Alberto Trentini, l’operatore umanitario arrestato a novembre senza accuse formali, è attualmente detenuto nel carcere di El Rodeo. Cosa ne pensa di questa storia?
«La situazione di Alberto Trentini mi ha colpito molto, perché è una persona socialmente sensibile e dedita al servizio umanitario. È assolutamente ingiusto quello che gli stanno facendo e merita tutto il sostegno possibile fino alla sua liberazione. Trentini è un ostaggio del terrorismo di Stato in Venezuela; la sua detenzione a El Rodeo è un’azione assolutamente spietata. Questo centro di detenzione è stato potenziato per infliggere sofferenze agli ostaggi detenuti. È indispensabile che la società civile italiana, venezuelana ed europea in generale si uniscano per chiedere il suo rilascio immediato. Ha dedicato la sua vita ad aiutare gli altri: gli dobbiamo molto» .
I governi europei, come gli Stati Uniti, non riconoscono il governo Maduro. Come si può risolvere la vicenda Trentini? Che ruolo può avere l’opinione pubblica in tutto questo?
«L’opinione pubblica deve rendere visibile il proprio caso e non lasciarlo cadere nel dimenticatoio. Dobbiamo mobilitare le persone per attivare forti proteste che costringano i governi ad agire immediatamente. In Italia ci sono interessi economici legati alla dittatura e alle sue reti; il governo italiano ha i mezzi per fare pressione, ma noi dobbiamo agire come una società indignata che chiede la sua liberazione. Sono un esempio tangibile del potere dell’azione della società civile e della diplomazia europea; se ci muoviamo, otterremo il suo rilascio. Ci sono dei meccanismi per raggiungere questo obiettivo; l’Italia deve essere forte. Non è possibile che un Paese forte come l’Italia si faccia piegare e ricattare da Maduro e compagnia. Spero di poterne parlare con la Meloni».

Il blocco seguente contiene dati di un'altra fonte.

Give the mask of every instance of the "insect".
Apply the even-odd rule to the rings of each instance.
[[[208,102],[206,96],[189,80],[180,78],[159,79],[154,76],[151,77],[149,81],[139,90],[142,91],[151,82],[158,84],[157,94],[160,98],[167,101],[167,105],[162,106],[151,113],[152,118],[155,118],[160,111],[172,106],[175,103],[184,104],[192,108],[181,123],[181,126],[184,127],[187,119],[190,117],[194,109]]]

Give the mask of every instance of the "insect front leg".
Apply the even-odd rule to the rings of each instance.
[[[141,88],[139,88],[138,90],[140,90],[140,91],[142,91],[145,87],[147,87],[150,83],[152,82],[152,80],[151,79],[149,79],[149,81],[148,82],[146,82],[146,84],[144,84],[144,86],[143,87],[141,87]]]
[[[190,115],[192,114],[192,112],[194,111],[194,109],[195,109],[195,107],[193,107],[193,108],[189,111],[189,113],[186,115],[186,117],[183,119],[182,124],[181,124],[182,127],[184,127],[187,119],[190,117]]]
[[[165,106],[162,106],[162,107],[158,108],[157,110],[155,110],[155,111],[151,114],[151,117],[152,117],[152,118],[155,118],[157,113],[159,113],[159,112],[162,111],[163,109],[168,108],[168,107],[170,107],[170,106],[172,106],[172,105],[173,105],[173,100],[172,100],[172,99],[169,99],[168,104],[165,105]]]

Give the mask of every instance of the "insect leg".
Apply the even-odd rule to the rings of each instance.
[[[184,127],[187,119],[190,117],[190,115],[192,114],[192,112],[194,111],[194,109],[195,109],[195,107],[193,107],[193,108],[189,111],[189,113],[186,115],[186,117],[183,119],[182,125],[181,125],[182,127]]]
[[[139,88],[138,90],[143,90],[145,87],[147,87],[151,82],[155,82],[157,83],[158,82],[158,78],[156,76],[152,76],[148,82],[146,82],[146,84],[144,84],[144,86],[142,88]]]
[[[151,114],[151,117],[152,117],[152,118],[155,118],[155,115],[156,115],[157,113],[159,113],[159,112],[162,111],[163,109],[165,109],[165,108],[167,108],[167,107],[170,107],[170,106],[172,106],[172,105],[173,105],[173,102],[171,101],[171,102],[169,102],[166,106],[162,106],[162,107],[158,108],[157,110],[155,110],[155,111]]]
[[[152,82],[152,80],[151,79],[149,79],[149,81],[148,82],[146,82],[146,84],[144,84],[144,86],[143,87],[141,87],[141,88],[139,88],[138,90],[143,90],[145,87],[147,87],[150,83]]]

Lei è attualmente in esilio in Spagna e nel 2017 ha ricevuto il Premio Sakharov del Parlamento europeo per la libertà di pensiero. Qual è la sua esperienza personale e come vengono trattati i diritti umani in Venezuela?
«Il Premio Sakharov non è solo il riconoscimento di una causa, ma anche un’approvazione politica e un’opportunità per amplificare la capacità di azione in difesa dei diritti umani, soprattutto nella lotta contro la tortura e per la liberazione dei prigionieri politici. Avere questo riconoscimento è un impegno che deve essere preso molto seriamente per onorare l’eredità di Sakharov. Il Venezuela si trova in una situazione piuttosto estrema: attualmente ci sono più di 900 prigionieri politici e la morte dei prigionieri politici nei centri di tortura è ormai normalizzata. Inoltre, ci sono più di 80 stranieri rapiti dal regime venezuelano, al solo scopo di ricattare i governi di altri Paesi».
Qual è il suo rapporto e collaborazione con il Global Campus?
«Il Global Campus rappresenta l’alma mater di coloro che credono nei diritti umani e nell’eredità di Andrés Sakharov. Questo è il quadro del mio rapporto con questa scuola. È un bellissimo spazio per condividere esperienze e conoscenze nell’attivismo e nella difesa dei diritti umani, un luogo di creazione e un punto di incontro e coordinamento globale. Mi sento onorato di poter collaborare e condividere esperienze con il Global Campus e spero di continuare a lavorare con loro».
Il prossimo 15 giugno sarà invitato alla Venice School for Human Rights Defenders: di quali argomenti parleremo e quanto è importante mantenere l’attenzione sul rispetto dei diritti umani?
«Il 15 giugno tornerò al Campus per parlare della volontà di essere liberi di coscienza, della responsabilità e dei rischi dell’essere difensori dei diritti umani, nonché del potere dell’arte e della poesia nell’azione per la difesa della dignità umana. Porterò con me le poesie che ho scritto durante gli anni di prigionia per rifletterci insieme».